The Search is in verse and Joseph in prose. The frontispiece is an engraving by B. Tanner after Stothard's original.
Tanner was one of America's premier early engravers upon steel and copper. A student of Peter Maverick's, he settled in Philadelphia in 1805 and continued in the Quaker City until 1845. In addition to engravings for book illustration, he produced line and stipple portraits, scenes, and views. Here his offering is printed on a lighter weight stock than the rest of the volume and, as in all copies we have seen, is browned.
Rosenbach, Early American Children's Books, 442; Shaw & Shoemaker 23434. On Tanner, see: Stauffer, American Engravers upon Copper and Steel, I: 243–45. Beyond the scope of Welch. Publisher's salmon paper over paste boards. Clean with no tears. Frontispiece browned as noted, with two lighter spots. A very good copy.
Muret, Marc Antoine. Orationes, et epistolae...ad usum scolarum selectae.... Venetiis: Apud Josephum Orlandelli, 1791. 8vo (19 cm, 7.5"). 2 vols. I: xv, 359, [1] pp. II: 328 pp.
$600.00

Marc Antoine Muret (1526–85), better known by the Latin form of his name, Muretus, started his literary career in Paris as a member of the circle of young poets that also included Dorat and Ronsard, and in 1553 he published a French commentary on Ronsard’s Amours.

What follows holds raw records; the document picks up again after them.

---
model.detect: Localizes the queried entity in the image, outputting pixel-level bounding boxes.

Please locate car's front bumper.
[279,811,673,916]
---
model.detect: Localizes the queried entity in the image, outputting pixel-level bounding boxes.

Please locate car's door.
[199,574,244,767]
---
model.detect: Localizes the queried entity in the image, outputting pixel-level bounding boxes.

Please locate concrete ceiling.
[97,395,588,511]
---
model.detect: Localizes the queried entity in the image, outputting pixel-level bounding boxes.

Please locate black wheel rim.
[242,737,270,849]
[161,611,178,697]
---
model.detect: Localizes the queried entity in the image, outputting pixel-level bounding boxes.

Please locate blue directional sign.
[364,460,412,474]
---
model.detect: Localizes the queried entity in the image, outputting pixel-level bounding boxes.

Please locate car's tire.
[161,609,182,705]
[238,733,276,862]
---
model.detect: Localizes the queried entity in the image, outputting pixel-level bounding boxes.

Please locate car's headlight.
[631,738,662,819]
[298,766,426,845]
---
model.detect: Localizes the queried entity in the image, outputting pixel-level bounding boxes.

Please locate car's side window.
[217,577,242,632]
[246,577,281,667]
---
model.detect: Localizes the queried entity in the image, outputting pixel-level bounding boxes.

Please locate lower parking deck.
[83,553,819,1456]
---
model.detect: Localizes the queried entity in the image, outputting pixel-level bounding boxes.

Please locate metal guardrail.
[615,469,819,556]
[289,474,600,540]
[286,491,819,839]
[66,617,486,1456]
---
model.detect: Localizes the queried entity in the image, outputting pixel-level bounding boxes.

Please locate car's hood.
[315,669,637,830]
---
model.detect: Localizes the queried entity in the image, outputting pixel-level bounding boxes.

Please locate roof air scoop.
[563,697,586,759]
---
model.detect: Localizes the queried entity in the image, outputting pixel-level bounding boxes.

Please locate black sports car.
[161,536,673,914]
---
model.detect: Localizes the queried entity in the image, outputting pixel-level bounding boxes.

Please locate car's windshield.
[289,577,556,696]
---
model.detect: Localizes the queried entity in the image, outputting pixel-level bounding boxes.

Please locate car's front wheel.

He later moved to Italy, where he became one of the leading classicists of his day. He has long been recognized as the best Latin prose stylist of the Renaissance, and his works were used, as this textbook exemplifies, as a model for students. Vol. I of this work contains selections from his speeches, while vol. II contains letters. This particular collection of Muretus for students was apparently first published in 1739 and regularly republished during the 18th century. An engraved portrait of Muretus serves as the frontispiece for vol. I. 
Rare. No copies traced via NUC Pre-1956, OCLC or RLIN.
On Muretus, see: Sandys, History of Classical Scholarship, II, 148–52. Contemporary half vellum over stencilled paper, spine with inked title; stained and paper torn with much chipping, especially on edges of covers. Ex-library with white-lettered call number on spines and, on title-pages, two different Catholic institutions’ rubber-stamps, plus the old inked ownership inscription of a Jesuit novitiate (Maryland). Ink scratches to frontispiece portrait (intentional?), and some inkstains in margins elsewhere. Lightly foxed. All edges speckled red.